Stata’s collapse can be used to group by one or more key variables and compute aggregations on numeric columns.

  1. collapse (sum) total_bill tip, by(sex smoker)

pandas provides a flexible groupby mechanism that allows similar aggregations. See the groupby documentation for more details and examples.

  1. In [60]: tips_summed = tips.groupby(['sex', 'smoker'])['total_bill', 'tip'].sum()
  2. In [61]: tips_summed.head()
  3. Out[61]:
  4. total_bill tip
  5. sex smoker
  6. Female No 869.68 149.77
  7. Yes 527.27 96.74
  8. Male No 1725.75 302.00
  9. Yes 1217.07 183.07

Transformation

In Stata, if the group aggregations need to be used with the original data set, one would usually use bysort with egen(). For example, to subtract the mean for each observation by smoker group.

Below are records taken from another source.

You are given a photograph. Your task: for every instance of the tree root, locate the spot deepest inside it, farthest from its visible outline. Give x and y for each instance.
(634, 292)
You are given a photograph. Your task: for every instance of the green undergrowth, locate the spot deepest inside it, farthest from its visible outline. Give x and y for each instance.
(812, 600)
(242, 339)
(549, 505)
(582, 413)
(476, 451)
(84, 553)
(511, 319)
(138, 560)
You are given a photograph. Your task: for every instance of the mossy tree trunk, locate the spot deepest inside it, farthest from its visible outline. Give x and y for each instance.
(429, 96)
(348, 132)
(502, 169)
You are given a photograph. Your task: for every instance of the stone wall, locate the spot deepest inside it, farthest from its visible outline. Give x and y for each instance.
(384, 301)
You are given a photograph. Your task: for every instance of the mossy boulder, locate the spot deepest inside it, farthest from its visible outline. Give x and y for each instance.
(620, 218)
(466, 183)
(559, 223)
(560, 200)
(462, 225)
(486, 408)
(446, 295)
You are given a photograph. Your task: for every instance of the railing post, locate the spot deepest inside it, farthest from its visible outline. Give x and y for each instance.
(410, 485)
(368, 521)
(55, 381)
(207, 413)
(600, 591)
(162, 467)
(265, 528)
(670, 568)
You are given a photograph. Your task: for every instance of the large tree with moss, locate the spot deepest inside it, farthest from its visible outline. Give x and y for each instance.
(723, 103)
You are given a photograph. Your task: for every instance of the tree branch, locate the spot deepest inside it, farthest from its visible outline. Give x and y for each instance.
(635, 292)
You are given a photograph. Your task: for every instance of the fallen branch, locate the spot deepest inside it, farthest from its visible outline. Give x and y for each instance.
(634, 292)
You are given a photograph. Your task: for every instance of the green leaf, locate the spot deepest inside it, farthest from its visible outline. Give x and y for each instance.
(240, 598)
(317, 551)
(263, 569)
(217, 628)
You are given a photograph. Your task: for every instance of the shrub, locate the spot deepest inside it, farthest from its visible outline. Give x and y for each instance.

  1. bysort sex smoker: egen group_bill = mean(total_bill)
  2. generate adj_total_bill = total_bill - group_bill

pandas groubpy provides a transform mechanism that allows these type of operations to be succinctly expressed in one operation.

  1. In [62]: gb = tips.groupby('smoker')['total_bill']
  2. In [63]: tips['adj_total_bill'] = tips['total_bill'] - gb.transform('mean')
  3. In [64]: tips.head()
  4. Out[64]:
  5. total_bill tip sex smoker day time size adj_total_bill
  6. 67 1.07 1.00 Female Yes Sat Dinner 1 -17.686344
  7. 92 3.75 1.00 Female Yes Fri Dinner 2 -15.006344
  8. 111 5.25 1.00 Female No Sat Dinner 1 -11.938278
  9. 145 6.35 1.50 Female No Thur Lunch 2 -10.838278
  10. 135 6.51 1.25 Female No Thur Lunch 2 -10.678278

By Group Processing

In addition to aggregation, pandas groupby can be used to replicate most other bysort processing from Stata. For example, the following example lists the first observation in the current sort order by sex/smoker group.

  1. bysort sex smoker: list if _n == 1

In pandas this would be written as:

  1. In [65]: tips.groupby(['sex', 'smoker']).first()
  2. Out[65]:
  3. total_bill tip day time size adj_total_bill
  4. sex smoker
  5. Female No 5.25 1.00 Sat Dinner 1 -11.938278
  6. Yes 1.07 1.00 Sat Dinner 1 -17.686344
  7. Male No 5.51 2.00 Thur Lunch 2 -11.678278
  8. Yes 5.25 5.15 Sun Dinner 2 -13.506344

Other Considerations

Disk vs Memory

Pandas and Stata both operate exclusively in memory. This means that the size of data able to be loaded in pandas is limited by your machine’s memory. If out of core processing is needed, one possibility is the dask.dataframe library, which provides a subset of pandas functionality for an on-disk DataFrame.